By Drew Soule, as told to Caroline Briselli
Growing up with a disability, I was constantly inspired by my parents — particularly my father, my biggest advocate — to push the boundaries of what was possible to accomplish my wildest dreams.
My parents helped me with the majority of my activities of daily living, such as helping me get out of bed and dressed in the morning, or preparing my meals, and my twin brother filled in the gaps. I had decided to attend the University of Illinois with a law path in mind, and college life was a steep learning curve, to say the least. As a disabled college freshman living 350 miles away from home, I had to establish a caregiving situation of my own in order to simply survive. In my first semester, I remember hiring people who wouldn’t show up. I’d be stuck in bed and I would have to miss class, or work with the teacher to get the materials for the day, which was demoralizing and demotivating.

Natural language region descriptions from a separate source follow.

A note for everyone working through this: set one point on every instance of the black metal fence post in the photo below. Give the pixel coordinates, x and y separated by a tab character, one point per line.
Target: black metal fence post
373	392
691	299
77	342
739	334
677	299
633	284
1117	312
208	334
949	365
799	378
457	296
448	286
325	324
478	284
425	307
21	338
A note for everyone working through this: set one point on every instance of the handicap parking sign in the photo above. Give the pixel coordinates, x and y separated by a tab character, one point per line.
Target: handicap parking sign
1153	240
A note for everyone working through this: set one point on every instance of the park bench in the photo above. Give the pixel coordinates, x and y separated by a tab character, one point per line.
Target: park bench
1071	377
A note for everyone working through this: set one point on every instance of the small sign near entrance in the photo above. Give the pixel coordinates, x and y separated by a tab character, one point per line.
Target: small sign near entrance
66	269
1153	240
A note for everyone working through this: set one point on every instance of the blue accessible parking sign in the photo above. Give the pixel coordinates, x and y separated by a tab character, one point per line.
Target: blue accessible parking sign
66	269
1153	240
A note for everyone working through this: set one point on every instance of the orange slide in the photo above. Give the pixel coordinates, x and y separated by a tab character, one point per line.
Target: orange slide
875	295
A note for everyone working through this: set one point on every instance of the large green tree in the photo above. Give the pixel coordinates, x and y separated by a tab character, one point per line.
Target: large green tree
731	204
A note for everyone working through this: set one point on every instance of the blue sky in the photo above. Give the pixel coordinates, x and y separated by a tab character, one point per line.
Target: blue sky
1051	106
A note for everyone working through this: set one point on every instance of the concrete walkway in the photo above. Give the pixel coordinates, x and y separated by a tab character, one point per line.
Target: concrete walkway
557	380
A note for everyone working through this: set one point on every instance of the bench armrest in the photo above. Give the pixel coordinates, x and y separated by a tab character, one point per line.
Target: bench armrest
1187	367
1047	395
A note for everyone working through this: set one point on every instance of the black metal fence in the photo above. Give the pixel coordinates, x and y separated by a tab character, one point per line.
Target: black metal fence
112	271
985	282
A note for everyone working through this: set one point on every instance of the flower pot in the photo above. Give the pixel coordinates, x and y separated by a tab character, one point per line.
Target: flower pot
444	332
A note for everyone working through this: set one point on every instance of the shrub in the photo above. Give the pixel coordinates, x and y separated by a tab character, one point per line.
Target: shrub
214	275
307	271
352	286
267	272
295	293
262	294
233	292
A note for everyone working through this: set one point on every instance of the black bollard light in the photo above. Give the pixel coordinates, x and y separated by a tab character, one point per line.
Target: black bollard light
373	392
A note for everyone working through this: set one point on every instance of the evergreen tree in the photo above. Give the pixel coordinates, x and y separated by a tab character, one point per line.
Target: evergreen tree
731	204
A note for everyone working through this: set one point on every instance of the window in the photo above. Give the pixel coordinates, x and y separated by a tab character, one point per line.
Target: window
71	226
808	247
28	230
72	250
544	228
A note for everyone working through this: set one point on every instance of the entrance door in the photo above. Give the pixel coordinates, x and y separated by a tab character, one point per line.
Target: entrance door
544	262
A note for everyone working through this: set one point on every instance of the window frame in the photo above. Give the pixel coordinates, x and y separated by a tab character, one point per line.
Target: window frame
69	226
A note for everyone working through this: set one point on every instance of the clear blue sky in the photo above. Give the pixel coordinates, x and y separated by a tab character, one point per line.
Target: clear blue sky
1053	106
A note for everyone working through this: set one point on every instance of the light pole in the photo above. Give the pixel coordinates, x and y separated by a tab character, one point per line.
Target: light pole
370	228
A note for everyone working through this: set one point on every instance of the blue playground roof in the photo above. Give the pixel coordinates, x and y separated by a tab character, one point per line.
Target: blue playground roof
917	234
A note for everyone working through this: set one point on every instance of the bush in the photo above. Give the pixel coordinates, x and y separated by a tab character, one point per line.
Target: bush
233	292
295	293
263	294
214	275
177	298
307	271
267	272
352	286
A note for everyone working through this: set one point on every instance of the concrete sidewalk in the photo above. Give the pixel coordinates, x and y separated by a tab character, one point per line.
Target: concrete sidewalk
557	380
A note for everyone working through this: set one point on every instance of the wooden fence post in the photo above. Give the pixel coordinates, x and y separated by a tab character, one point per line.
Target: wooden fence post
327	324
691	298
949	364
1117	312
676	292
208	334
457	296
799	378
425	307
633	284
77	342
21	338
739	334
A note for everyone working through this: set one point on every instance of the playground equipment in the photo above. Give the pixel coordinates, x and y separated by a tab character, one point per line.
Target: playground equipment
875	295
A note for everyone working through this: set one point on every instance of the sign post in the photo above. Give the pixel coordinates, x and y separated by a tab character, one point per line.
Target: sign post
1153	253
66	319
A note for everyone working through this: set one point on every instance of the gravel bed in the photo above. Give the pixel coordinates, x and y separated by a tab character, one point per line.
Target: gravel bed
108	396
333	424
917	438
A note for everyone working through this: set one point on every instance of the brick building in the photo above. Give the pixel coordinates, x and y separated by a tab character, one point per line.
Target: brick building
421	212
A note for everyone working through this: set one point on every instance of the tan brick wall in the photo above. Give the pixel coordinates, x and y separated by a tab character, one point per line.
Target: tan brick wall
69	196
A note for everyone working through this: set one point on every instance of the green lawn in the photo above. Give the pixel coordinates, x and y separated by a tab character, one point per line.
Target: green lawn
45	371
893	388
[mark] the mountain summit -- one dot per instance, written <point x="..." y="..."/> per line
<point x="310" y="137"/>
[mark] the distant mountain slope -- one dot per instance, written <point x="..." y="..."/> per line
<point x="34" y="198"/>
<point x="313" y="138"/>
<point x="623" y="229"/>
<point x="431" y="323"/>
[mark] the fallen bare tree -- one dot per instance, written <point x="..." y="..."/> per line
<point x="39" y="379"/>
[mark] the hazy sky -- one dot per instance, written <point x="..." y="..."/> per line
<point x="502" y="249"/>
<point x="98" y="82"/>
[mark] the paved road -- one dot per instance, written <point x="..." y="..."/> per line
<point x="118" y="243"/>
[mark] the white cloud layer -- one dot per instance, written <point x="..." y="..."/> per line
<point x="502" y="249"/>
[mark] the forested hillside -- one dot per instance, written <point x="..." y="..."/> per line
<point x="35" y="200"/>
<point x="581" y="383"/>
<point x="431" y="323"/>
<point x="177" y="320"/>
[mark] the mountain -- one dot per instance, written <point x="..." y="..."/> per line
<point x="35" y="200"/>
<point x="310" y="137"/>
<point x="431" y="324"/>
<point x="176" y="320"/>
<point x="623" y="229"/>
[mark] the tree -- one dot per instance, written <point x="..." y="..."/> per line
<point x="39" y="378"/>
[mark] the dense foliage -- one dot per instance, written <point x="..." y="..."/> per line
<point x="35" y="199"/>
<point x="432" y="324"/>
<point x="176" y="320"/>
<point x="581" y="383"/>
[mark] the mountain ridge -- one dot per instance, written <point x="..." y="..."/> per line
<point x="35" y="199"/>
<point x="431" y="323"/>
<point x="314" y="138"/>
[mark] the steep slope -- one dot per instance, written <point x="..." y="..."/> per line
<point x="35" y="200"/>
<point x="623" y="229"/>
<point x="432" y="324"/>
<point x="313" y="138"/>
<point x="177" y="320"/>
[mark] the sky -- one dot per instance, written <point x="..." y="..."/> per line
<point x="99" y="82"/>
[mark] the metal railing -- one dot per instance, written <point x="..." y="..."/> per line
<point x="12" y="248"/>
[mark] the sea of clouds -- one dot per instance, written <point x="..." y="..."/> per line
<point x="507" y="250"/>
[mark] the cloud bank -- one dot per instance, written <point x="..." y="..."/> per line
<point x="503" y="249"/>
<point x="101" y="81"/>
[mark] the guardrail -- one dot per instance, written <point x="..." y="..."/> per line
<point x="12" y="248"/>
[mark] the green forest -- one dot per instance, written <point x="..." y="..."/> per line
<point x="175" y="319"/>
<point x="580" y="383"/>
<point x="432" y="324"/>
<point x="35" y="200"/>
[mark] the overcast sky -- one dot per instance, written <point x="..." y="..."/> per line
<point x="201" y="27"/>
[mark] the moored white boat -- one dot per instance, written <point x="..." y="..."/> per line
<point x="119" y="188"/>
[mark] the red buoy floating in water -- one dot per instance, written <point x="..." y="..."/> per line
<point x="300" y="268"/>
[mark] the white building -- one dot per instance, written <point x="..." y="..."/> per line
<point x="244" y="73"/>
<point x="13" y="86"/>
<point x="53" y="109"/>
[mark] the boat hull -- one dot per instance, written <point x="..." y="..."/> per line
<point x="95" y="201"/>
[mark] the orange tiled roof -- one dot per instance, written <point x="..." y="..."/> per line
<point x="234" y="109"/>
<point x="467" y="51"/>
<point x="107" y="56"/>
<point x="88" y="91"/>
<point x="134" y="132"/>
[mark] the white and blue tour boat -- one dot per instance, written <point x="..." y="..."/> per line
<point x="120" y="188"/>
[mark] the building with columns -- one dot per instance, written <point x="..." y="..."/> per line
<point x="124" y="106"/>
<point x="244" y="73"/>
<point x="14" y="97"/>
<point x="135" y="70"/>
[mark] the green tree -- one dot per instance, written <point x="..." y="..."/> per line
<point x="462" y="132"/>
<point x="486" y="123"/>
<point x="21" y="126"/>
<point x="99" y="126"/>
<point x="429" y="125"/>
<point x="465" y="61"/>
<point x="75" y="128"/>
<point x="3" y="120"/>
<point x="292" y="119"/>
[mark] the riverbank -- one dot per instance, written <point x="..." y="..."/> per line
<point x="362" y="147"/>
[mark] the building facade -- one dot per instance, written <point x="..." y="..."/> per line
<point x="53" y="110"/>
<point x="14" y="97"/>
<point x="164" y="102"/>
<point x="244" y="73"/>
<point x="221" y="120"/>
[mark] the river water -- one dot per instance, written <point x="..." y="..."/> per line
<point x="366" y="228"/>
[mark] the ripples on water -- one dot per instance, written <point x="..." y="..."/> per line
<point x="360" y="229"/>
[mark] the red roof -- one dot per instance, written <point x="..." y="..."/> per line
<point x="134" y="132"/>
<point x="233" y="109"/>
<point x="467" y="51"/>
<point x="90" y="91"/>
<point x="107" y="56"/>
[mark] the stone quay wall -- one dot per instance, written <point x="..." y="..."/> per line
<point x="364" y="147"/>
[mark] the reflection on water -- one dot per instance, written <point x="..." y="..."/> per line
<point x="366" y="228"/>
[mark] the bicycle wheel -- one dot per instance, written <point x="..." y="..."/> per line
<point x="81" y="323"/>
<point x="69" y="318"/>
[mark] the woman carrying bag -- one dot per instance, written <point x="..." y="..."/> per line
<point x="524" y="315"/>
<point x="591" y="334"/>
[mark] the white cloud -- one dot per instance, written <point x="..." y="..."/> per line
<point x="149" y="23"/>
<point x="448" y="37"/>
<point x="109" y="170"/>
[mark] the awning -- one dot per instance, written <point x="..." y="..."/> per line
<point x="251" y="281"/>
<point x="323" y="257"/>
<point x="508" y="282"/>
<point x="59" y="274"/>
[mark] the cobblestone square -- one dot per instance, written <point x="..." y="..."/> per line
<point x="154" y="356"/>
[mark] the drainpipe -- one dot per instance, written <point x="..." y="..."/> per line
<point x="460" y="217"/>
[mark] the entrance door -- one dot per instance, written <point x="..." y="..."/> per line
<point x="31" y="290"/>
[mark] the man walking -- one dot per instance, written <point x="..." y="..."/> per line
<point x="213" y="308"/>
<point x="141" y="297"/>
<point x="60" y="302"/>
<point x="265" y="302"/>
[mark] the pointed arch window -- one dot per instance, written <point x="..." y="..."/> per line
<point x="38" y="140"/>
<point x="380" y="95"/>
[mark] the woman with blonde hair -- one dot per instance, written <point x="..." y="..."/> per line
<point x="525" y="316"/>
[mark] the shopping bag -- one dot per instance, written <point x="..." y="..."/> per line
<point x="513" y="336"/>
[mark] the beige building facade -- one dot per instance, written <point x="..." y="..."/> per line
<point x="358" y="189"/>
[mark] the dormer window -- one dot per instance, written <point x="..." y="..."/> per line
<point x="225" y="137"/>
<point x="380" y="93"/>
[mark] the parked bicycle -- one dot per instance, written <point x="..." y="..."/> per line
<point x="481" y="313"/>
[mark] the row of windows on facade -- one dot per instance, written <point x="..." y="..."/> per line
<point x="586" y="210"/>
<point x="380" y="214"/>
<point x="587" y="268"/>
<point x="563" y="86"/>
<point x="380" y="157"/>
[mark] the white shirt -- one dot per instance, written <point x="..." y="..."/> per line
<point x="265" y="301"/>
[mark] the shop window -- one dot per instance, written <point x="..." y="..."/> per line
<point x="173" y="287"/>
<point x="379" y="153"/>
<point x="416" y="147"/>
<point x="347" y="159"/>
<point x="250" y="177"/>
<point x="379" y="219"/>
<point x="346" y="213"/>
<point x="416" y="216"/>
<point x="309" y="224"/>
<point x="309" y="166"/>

I realized I had two choices: put up with it, or manage it — so, I decided to manage it. I began picking up on nuances about who would make a good employee and focusing my interviews around those things, which enabled me to hire and retain a high-performing staff of caregivers, as well as develop lifelong bonds with those I hired.
When it was time to take the LSAT, I thought about what gave me the greatest feeling of fulfillment —managing interpersonal relationships and establishing how a team functions — and how I could apply those things toward a career. I decided to stay at the University of Illinois to earn my Masters of Human Resources rather than pursue law school.
In graduate school, I got an internship offer from a company that, in the interviews, had been very willing to support my accommodations. But, when I explained that I would need a caregiver — someone there to support me if I needed to move to a different office building, or get my lunch set up — they said that wasn’t a reasonable accommodation request.
I wasn’t going to work for a company that was unwilling to invest in making my experience equal to that of my peers, so I started to look for a new role. I felt like I struck gold when I interviewed with Northrop Grumman. The hiring manager shared that the company had its own workplace accommodations team who could handle any accommodations requests before my start date to ensure a smooth onboarding experience.
I thought to myself, “This organization not only wants me for my talent and what I bring to the table, but they’re willing to invest however they can in order to get me onboard?” Ding, ding, ding! Accepting an internship at Northrop Grumman just made sense. That was over three years ago, and today, I’m a Human Resources business partner.
Speaking Up, Opening Doors
I believe I look at challenges differently than folks who don’t have a disability. If I go somewhere inaccessible, I have to get creative on the spot or figure out how to pivot. I think about the root cause of a challenge, then how can we either plow through or navigate around it. While I’ve been dealt less-than-ideal cards in life and some days might be harder than others, I definitely have way more positive, great days than bad days.
Early on, doubting what I could accomplish was one of my biggest barriers. As I got older, though, I saw that the more you’re willing to speak up — to say, “I’m going to figure out how to do this” when somebody says you can’t — the more doors open in life; it’ll completely change your trajectory. Never give up, never settle and always push yourself into uncomfortable territory. You will discover you learn and grow the most in these situations — I know I have.